CC: A Viver incorporadora e construtora pediu a reintegração de posse...
GB: A Incorporadora pedir o despejo é algo esperado. Surpresa seria o contrário. O problema é o Judiciário deferir o pedido mesmo com todas as irregularidades que há na área.
CC: O prefeito Fernando Haddad mencionou que a área poderia se tornar uma ZEIS, caso a empresa tivesse dívidas com o município. A Viver, no entanto, garante que não há inadimplência nos impostos. Isso pode facilitar a reintegração de posse?
GB: De fato não há débito, diferente da informação inicial que tínhamos, mas o problema é muito pior. A área está classificada fraudulentamente como área rural e por isso não está sujeita a IPTU. Paga Imposto sobre a Propriedade Territorial. O valor anual é 57 reais! Por isso, não há débito. Temos desconfiança que esta manobra possa ter ligação com as práticas da máfia do ISS que atuou nos bastidores da Prefeitura em gestões anteriores. A área está marcada como industrial há 10 anos. Paga ITR por fraude. É sonegação evidente.
CC: Como foi o encontro com a presidenta Dilma Rousseff e Haddad?
GB: No encontro com a presidenta apresentamos nossa pauta, que não incluía apenas a desapropriação do terreno da ocupação Copa do Povo. Incluía centralmente nossas pautas nacionais, com destaque para a elaboração de uma nova lei do inquilinato, com controle social do reajuste do valor de aluguéis, e para uma política federal de prevenção de despejos forçados. A inclusão no Minha Casa, Minha Vida não basta. É preciso modificar pontos importantes do programa: revogar a Portaria 595 (segundo o MTST, a medida impede as prefeituras de indicar as demandas dos movimentos de moradia), fortalecer a modalidade do programa via entidades e acabar com o valor fixo de cada faixa, que induz a construção de conjuntos em regiões mais periféricas e com pior qualidade.

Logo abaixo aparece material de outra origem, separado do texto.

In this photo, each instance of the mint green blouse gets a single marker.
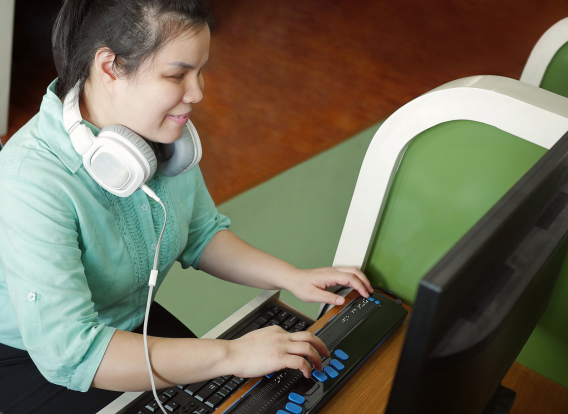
(75, 259)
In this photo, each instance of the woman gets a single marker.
(75, 259)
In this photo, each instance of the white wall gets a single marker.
(6, 29)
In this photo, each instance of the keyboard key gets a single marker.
(193, 388)
(341, 355)
(267, 315)
(282, 316)
(171, 392)
(293, 408)
(336, 364)
(296, 398)
(224, 391)
(231, 385)
(301, 325)
(206, 391)
(331, 372)
(261, 321)
(219, 381)
(215, 400)
(152, 406)
(291, 321)
(320, 376)
(172, 406)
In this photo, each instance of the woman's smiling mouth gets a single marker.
(179, 119)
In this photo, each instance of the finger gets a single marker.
(297, 362)
(312, 340)
(318, 294)
(306, 350)
(360, 275)
(349, 279)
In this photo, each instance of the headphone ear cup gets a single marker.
(144, 149)
(182, 155)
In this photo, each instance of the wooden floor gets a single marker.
(287, 80)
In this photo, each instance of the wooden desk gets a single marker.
(367, 392)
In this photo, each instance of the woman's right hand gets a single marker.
(271, 349)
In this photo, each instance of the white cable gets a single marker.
(152, 283)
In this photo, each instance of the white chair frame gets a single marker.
(543, 52)
(531, 113)
(528, 112)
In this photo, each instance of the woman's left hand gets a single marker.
(309, 285)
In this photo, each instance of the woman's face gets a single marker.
(157, 101)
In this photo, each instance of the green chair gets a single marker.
(547, 66)
(444, 160)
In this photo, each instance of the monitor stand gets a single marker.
(501, 402)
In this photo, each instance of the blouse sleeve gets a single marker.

CC: Qual é a posição do MTST sobre a realização do Mundial?
Não achamos que a realização da Copa tenha trazido benefícios para os trabalhadores do país. O maior legado da Copa foi transferência de recursos para as grandes empreiteiras e especulação imobiliária urbana. Há contradições claras entre o discurso oficial e os fatos. Por isso o MTST tem se mobilizado em relação ao tema e lançou, junto com a Resistência Urbana, a campanha "Copa Sem Povo, Tô na Rua de Novo". No entanto, sabemos que a direita mais atrasada, que se alicerça na grande mídia, usa a Copa para fortalecer eleitoralmente os candidatos da oposição. O MTST não compartilha com isso e busca pautar suas ações numa perspectiva classista e combativa, que impeça a utilização oportunista de nossas lutas por estes setores. Embora o governo do PT esteja longe de ser hegemônico quanto aos interesses populares, Aécio [Neves-PSDB] e [Eduardo] Campos [PSB] representam um retrocesso. Ambos não têm pudor em recorrer ao discurso neoliberal fracassado para definir seus programas. Não nos representam. Estão do outro lado da trincheira.

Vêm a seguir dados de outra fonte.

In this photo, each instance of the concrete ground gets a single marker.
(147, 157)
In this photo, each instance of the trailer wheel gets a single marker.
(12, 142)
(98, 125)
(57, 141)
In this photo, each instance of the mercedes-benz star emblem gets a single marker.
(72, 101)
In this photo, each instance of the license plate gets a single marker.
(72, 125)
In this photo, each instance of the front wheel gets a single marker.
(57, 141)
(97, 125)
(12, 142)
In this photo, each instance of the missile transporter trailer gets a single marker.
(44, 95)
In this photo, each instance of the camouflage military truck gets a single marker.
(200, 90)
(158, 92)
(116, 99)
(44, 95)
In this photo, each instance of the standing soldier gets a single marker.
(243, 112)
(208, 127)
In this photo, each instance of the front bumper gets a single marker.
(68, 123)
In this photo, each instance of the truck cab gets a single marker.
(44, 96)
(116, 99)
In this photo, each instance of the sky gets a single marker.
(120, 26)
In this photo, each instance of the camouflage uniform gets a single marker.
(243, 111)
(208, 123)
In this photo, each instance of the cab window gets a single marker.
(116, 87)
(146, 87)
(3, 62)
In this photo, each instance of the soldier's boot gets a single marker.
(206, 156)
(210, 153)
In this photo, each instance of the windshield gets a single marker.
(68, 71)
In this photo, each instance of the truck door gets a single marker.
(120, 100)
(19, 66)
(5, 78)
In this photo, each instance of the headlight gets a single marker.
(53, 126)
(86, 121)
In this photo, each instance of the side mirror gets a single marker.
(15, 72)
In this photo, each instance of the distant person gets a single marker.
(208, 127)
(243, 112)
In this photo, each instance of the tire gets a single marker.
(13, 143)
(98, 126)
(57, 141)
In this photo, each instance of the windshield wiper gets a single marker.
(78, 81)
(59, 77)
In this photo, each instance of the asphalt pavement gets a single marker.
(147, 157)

CC: Os protestos contra as grandes construtoras na semana passada estavam previstos para serem realizados simultaneamente à ocupação do terreno em Itaquera?

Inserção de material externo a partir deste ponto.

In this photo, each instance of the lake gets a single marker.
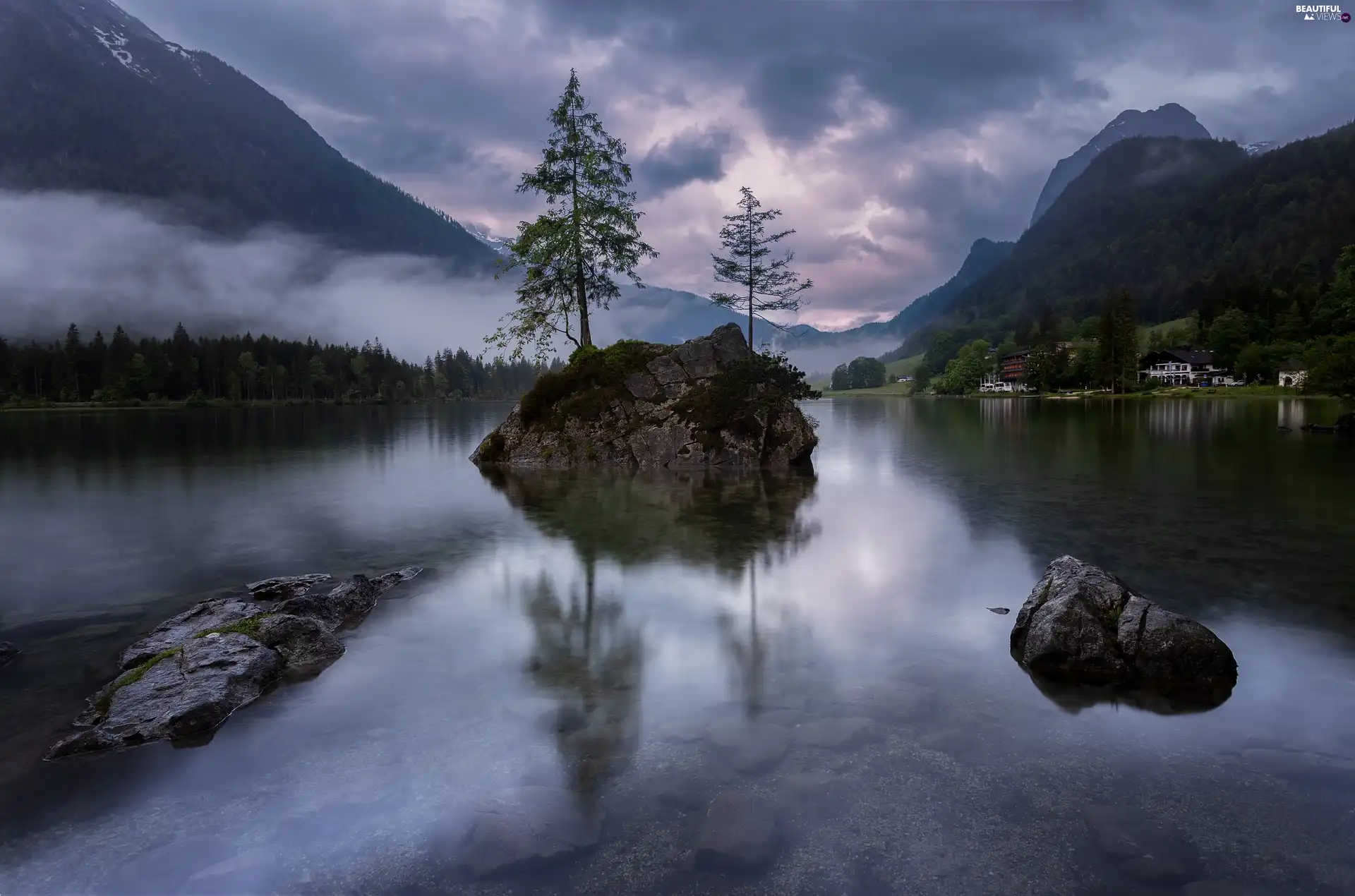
(599, 641)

GB: As ações da Resistência Urbana já estavam previstas desde o início do ano, com o lançamento da Campanha “Copa Sem Povo, tô na rua de novo”. Ocupamos as grandes construtoras para apontar os maiores responsáveis pela especulação imobiliária e pela apropriação privada de recursos públicos. As grandes empreiteiras são um câncer nacional. Precisam ser denunciadas por seu patrimonialismo, superexploração de trabalhadores e captura do Estado pelos interesses privados.
CC: O MTST participará também do ato de 15 de maio, o chamado Dia Internacional de Lutas contra a Copa?
GB: O MTST estará nas lutas do dia 15, realizando uma série de mobilizações entorno da pauta da Campanha Copa Sem povo. Não só no dia 15, mas também no 22 e outras datas de luta até a Copa.